Busloads of schoolchildren from Hilton Head Island, S.C., and Richmond cautiously inspected the 20 huge protest signs that face the White House and then snapped pictures of the signs, the park's sole protester and of each other posing with the signs. The White House was lucky to get one exposure.

Those photographs of the protest signs that have lined Pennsylvania Avenue since July 1983 may become historic pictures by next month because of new rules issued by the National Park Service.

The new regulations restrict both the size and number of protest signs in the park and ban the plywood structures that some have called an eyesore.

Under the regulations, signs placed in the park must be no larger than four feet in either dimension and no thicker than one-quarter inch. Each protester is limited to two signs.

Concepcion Picciotto, 42, who maintains a round-the-clock vigil in the park against nuclear weapons, has 20 colorful but deteriorating signs and plays hostess to the park visitors.

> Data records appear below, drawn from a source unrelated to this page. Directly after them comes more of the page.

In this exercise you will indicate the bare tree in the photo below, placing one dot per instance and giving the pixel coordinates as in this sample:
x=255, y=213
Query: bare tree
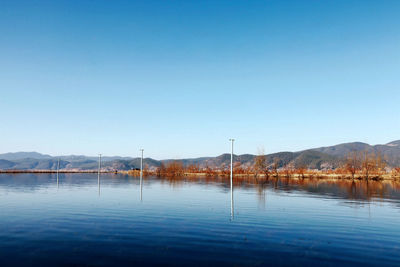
x=275, y=166
x=259, y=162
x=353, y=163
x=368, y=163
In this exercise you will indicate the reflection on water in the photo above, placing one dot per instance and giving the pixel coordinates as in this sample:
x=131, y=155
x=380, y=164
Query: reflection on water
x=62, y=218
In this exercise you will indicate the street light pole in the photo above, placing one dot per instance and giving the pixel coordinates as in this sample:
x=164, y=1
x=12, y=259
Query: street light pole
x=232, y=140
x=141, y=174
x=98, y=173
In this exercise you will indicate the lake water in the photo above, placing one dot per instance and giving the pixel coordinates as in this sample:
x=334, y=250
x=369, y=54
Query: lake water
x=189, y=222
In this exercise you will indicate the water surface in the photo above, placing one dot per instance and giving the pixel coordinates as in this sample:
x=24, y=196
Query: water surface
x=182, y=222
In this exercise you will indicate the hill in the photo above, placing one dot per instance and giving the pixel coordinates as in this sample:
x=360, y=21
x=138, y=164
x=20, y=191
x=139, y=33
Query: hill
x=317, y=158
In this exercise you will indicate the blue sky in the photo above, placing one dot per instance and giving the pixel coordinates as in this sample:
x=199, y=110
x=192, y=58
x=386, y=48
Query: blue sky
x=179, y=78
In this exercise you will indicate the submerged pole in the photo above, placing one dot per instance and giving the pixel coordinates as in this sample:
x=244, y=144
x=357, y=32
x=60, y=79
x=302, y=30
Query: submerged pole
x=232, y=140
x=141, y=174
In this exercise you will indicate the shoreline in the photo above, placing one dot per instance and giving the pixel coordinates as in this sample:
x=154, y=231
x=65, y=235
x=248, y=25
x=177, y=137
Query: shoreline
x=322, y=176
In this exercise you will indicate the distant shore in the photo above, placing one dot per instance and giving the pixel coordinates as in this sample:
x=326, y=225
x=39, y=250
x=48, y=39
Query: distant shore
x=55, y=171
x=307, y=175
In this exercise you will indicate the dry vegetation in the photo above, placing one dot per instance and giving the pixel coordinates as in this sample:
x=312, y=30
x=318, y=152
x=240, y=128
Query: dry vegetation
x=357, y=165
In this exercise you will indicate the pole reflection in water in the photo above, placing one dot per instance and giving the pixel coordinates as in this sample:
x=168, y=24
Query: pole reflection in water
x=58, y=168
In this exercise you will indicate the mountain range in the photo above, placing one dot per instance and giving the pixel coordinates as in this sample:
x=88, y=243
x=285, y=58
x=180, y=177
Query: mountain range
x=316, y=158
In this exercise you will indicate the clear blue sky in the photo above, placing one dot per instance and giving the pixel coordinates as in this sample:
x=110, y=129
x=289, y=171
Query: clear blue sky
x=179, y=78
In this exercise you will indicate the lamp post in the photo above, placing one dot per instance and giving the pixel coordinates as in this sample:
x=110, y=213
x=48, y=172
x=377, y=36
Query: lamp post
x=141, y=174
x=232, y=140
x=98, y=173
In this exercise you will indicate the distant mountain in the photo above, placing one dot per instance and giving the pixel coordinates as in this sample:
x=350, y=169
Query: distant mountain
x=317, y=158
x=23, y=155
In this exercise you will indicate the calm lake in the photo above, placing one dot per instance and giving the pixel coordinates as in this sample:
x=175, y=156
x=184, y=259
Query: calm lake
x=189, y=222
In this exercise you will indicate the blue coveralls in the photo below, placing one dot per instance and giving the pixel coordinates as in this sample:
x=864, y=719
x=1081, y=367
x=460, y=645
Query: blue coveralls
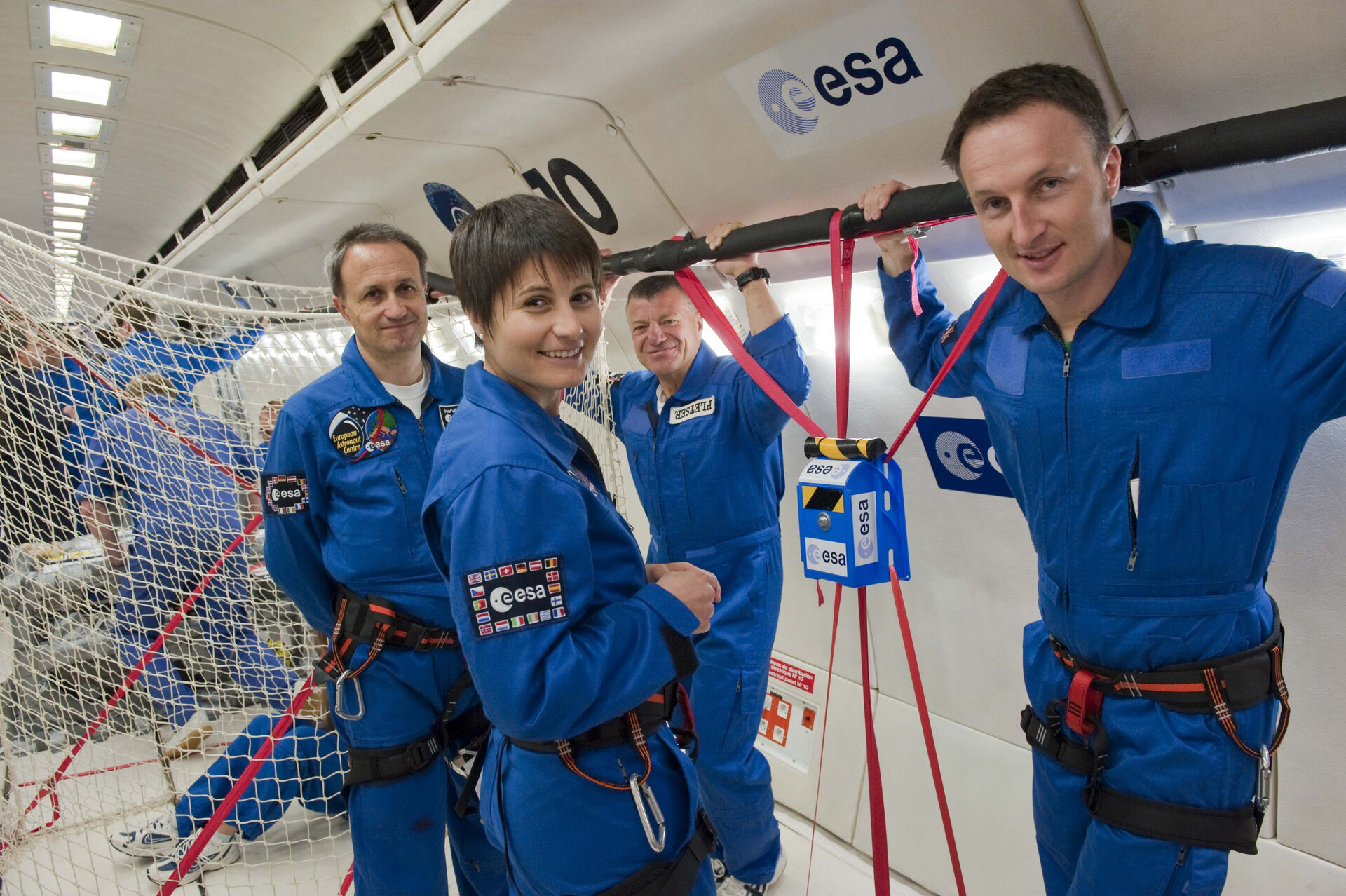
x=1204, y=373
x=306, y=764
x=186, y=513
x=358, y=525
x=711, y=484
x=182, y=364
x=562, y=632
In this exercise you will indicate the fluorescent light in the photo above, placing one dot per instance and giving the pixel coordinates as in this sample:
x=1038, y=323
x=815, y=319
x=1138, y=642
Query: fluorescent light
x=70, y=199
x=77, y=158
x=84, y=30
x=76, y=125
x=67, y=85
x=80, y=182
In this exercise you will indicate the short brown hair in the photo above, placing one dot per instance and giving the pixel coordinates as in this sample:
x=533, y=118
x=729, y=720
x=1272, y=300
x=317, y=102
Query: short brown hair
x=1006, y=93
x=494, y=243
x=136, y=311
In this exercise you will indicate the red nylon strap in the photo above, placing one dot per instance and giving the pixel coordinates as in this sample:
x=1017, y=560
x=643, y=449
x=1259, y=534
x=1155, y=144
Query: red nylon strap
x=237, y=790
x=974, y=323
x=924, y=712
x=843, y=254
x=1084, y=702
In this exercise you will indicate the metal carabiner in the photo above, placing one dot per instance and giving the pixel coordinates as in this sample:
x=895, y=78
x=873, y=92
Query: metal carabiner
x=360, y=698
x=1263, y=796
x=639, y=789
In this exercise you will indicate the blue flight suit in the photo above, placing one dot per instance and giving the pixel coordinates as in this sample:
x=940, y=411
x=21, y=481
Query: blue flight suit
x=186, y=513
x=358, y=524
x=306, y=764
x=512, y=509
x=184, y=364
x=1202, y=374
x=711, y=482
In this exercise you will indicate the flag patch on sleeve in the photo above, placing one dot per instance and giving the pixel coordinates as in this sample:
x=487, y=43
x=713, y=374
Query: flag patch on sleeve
x=517, y=597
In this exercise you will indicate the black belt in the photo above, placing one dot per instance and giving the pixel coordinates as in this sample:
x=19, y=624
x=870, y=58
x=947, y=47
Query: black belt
x=1216, y=686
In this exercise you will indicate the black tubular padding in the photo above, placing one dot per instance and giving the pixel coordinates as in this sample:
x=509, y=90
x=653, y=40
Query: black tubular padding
x=1232, y=829
x=1270, y=136
x=676, y=878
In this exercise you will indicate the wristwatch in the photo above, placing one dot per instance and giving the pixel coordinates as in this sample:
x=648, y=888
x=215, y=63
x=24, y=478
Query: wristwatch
x=750, y=275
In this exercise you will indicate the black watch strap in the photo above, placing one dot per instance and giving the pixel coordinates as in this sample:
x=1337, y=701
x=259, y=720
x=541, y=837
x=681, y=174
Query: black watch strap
x=750, y=275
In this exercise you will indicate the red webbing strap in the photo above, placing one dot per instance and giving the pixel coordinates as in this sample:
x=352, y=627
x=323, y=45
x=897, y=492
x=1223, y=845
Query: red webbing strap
x=918, y=689
x=140, y=666
x=724, y=330
x=974, y=323
x=217, y=818
x=878, y=818
x=843, y=254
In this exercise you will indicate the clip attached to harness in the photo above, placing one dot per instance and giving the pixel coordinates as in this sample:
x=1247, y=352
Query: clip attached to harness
x=642, y=789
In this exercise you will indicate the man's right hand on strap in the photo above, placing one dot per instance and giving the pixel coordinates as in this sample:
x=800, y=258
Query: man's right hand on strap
x=696, y=588
x=894, y=248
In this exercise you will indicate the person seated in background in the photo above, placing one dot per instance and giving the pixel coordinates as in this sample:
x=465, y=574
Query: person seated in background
x=182, y=364
x=186, y=513
x=307, y=764
x=35, y=486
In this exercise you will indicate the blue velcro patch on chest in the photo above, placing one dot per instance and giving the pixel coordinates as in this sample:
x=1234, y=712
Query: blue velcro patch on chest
x=1007, y=360
x=1169, y=358
x=1328, y=288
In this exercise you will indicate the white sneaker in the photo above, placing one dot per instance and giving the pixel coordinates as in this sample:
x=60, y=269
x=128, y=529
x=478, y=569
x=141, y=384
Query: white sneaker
x=222, y=849
x=155, y=840
x=735, y=887
x=190, y=736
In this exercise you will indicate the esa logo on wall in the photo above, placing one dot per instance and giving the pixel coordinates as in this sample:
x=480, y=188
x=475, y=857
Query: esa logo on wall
x=851, y=77
x=961, y=455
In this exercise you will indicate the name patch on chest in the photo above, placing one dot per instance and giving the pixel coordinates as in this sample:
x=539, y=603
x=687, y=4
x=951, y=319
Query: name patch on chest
x=516, y=595
x=286, y=493
x=699, y=408
x=361, y=432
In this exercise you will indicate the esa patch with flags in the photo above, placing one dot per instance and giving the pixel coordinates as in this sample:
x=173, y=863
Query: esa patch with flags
x=516, y=595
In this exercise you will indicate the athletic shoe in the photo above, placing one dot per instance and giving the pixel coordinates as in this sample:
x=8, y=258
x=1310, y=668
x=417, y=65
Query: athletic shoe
x=155, y=840
x=222, y=849
x=735, y=887
x=191, y=735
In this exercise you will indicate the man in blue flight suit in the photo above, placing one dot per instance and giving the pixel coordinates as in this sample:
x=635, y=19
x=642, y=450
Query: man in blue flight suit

Picciotto, who sleeps sitting in a chair in order to skirt existing park service regulations, said she is ready to battle the park service over the new regulations that will oust her from her home.

"The new rules are shocking and horrible," said Picciotto. "This is a unique display of democracy here and the people who see this make me compliments. We will go to court to stop them."

The signs, many with water-damaged photographs and artwork, are shabby. Bundles of sodden clothes and paper bags with rotting food are strewn about near some of the signs.

Many who visit the park inspect the signs cautiously and some stop to hear Picciotto explain the vigil that she has maintained since June 1981.

Alec Alexander, 24, who refused to identify the government agency where he works, said, "I admire someone who can stick with a cause but the signs are a disgrace. It looks . . . like a shipwreck . . . . "

A Soviet doctor in town for a medical convention said through a translator that he approved of the signs.

"It is important for people to be able to protest," said Dr. Guennodi Mikhalov. "In the Soviet Union, we have posters protesting nuclear war everywhere. They are on houses and on trees."

Late yesterday afternoon, James Glynn shepherded 170 sixth graders through the park. All were wearing blue and white baseball hats.

While the youngsters shyly snapped pictures of Picciotto and her signs, their chaperon shook his head.